Back in April, I upstreamed (that is, reported a bug to Debian) regarding the `nginx-naxsi` packages. The initial bug I upstreamed was about the outdated naxsi version in the naxsi packages. (see this bug in Ubuntu and the related bug in Debian)
The last update on the Debian bug is on September 10, 2014. That update says the following, and was made by Christos Trochalakis:
After discussing it with the fellow maintainers we have decided that it is
better to remove the nginx-naxsi package before jessie is freezed.
Packaging naxsi is not trivial and, unfortunately, none of the maintainers uses
it. That’s the reason nginx-naxsi is not in a good shape and we are not feeling
comfortable to release and support it.
We are sorry for any inconvenience caused.
I asked what the expected timeline was for the packages being dropped. In a response from Christos today, September 15, 2014, it was said:
It ‘ll get merged and released (1.6.1-3) by the end of the month.

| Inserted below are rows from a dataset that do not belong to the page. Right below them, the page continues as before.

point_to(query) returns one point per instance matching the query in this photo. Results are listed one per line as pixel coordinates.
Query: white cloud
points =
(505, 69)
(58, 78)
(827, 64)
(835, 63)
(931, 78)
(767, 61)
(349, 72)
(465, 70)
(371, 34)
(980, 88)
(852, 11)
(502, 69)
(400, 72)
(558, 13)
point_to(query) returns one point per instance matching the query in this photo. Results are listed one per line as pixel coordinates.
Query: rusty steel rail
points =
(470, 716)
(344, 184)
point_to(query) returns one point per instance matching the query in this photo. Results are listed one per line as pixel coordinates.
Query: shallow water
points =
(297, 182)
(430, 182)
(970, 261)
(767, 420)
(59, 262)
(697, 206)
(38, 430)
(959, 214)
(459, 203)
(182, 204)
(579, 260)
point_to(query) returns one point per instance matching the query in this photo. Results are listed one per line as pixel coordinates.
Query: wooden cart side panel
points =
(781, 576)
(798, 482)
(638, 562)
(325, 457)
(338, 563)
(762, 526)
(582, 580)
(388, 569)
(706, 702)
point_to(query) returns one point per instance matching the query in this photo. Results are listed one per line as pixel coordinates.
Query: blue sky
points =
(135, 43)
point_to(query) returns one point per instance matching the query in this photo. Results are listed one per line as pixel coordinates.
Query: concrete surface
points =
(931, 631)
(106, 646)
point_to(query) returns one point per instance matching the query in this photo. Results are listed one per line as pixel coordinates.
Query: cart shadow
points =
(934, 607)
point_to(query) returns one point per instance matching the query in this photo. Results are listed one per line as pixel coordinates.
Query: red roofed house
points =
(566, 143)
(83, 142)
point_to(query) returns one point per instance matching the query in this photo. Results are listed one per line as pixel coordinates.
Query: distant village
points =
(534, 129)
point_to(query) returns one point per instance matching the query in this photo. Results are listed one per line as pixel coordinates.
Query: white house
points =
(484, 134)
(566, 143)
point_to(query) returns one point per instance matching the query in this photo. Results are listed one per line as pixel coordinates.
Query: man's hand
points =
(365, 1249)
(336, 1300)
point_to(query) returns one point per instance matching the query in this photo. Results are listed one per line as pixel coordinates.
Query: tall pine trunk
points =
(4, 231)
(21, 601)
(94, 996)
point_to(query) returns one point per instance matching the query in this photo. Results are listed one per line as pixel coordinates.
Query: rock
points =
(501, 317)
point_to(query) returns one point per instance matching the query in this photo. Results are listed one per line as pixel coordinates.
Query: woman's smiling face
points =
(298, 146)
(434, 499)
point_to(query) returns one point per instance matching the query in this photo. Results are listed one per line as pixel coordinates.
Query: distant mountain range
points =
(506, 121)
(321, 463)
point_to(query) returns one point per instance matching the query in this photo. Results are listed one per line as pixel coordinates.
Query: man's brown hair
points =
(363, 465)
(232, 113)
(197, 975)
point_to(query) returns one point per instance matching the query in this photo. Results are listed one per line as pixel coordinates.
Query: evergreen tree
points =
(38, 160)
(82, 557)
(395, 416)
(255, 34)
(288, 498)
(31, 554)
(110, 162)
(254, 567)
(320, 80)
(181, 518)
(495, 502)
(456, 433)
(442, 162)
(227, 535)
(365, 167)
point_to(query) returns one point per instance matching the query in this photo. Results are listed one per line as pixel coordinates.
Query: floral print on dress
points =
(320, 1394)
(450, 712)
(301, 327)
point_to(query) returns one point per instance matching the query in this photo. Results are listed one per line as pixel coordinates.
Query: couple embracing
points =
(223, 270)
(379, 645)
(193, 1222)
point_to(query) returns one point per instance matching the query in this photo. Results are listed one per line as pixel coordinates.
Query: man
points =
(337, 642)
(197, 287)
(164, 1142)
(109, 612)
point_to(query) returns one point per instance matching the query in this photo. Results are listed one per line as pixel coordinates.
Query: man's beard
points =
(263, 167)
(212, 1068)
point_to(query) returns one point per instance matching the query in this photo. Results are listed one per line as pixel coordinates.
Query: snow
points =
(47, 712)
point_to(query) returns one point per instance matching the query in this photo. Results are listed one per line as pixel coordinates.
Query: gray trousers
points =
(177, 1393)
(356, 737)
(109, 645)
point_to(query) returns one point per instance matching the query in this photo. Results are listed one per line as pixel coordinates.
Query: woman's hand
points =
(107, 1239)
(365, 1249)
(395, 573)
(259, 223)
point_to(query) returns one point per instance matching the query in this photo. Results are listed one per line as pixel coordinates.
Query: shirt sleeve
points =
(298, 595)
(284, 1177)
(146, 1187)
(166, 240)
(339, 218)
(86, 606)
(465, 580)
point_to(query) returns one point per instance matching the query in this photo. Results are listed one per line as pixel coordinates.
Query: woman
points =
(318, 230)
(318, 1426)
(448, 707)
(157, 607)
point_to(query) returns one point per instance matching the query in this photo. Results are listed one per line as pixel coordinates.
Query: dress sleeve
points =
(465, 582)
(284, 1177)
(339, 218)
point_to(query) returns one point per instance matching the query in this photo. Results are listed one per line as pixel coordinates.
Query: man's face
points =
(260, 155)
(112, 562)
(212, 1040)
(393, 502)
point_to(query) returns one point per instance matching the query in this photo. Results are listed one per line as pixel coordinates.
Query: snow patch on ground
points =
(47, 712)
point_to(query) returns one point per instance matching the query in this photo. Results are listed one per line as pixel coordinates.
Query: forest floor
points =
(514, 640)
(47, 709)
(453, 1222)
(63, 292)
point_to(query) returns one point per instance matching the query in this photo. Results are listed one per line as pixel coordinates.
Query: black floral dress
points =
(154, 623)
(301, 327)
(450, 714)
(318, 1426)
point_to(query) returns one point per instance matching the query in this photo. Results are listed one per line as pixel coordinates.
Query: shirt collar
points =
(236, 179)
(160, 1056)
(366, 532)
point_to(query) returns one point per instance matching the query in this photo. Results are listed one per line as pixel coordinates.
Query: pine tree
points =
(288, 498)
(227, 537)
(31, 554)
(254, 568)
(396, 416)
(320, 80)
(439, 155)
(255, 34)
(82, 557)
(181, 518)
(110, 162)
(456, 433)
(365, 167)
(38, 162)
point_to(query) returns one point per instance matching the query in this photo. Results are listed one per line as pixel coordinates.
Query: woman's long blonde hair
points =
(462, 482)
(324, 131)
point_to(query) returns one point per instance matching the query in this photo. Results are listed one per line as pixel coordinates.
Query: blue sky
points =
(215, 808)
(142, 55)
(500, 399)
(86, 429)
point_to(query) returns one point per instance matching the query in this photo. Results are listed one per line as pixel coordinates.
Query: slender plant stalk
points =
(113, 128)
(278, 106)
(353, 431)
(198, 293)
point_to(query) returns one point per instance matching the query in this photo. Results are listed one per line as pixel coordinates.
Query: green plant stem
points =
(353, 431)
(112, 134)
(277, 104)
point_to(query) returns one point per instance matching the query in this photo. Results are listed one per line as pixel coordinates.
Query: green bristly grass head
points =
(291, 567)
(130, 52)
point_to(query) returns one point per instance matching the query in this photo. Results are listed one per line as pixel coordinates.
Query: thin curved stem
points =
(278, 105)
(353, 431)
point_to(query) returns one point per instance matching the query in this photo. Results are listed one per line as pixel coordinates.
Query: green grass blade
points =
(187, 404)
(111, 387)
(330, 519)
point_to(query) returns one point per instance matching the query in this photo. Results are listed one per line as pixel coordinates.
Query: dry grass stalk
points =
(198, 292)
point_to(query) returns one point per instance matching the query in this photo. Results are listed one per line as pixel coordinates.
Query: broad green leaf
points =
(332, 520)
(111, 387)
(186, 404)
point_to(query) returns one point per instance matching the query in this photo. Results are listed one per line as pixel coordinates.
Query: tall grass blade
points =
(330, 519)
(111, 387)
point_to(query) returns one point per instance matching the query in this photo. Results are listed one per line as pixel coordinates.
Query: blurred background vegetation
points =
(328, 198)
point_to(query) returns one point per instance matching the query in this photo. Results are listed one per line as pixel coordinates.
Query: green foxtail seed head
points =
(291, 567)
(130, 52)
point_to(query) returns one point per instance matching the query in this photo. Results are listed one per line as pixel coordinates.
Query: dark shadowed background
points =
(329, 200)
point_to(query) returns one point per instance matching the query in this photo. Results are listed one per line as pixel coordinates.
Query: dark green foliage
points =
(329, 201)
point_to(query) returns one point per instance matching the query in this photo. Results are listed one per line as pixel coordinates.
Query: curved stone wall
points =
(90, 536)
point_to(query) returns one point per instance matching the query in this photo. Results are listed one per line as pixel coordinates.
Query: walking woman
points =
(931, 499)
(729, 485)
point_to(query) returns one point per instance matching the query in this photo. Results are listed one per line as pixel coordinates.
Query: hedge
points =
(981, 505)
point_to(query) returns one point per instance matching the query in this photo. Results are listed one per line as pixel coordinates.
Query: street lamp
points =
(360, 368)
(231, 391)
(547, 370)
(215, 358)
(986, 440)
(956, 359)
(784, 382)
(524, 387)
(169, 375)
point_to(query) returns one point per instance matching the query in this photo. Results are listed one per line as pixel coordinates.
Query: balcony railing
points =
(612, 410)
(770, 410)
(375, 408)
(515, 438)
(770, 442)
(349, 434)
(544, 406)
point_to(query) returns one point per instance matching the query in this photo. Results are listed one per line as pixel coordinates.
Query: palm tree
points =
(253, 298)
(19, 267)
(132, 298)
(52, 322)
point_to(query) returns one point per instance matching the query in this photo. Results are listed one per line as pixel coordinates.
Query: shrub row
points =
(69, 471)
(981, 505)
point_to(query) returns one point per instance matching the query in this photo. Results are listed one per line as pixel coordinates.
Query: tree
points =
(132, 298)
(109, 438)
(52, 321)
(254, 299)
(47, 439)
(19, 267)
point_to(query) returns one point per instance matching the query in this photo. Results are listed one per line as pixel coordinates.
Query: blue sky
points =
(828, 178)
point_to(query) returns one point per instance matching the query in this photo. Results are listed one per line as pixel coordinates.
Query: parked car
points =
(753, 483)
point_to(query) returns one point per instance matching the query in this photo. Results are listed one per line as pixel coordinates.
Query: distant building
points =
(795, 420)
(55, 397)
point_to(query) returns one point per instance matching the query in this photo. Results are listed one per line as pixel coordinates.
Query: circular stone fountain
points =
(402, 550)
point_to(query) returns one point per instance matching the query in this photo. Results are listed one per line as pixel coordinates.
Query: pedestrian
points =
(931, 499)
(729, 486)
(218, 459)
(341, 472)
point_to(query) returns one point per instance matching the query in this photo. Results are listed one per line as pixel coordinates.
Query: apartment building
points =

In Ubuntu, these changes will likely not make it into 14.10, but future versions of Ubuntu beyond 14.10 (such as 15.04) will likely have this change.
In the PPAs, the naxsi packages will be dropped with stable 1.6.1-3+precise0 +trusty0 +utopic0 and mainline 1.7.4-1+precise0 +trusty0 +utopic0 or will be dropped in later versions if a new point release is made before then.
In Debian, these changes are likely to hit by the end of the month (with 1.6.1-3).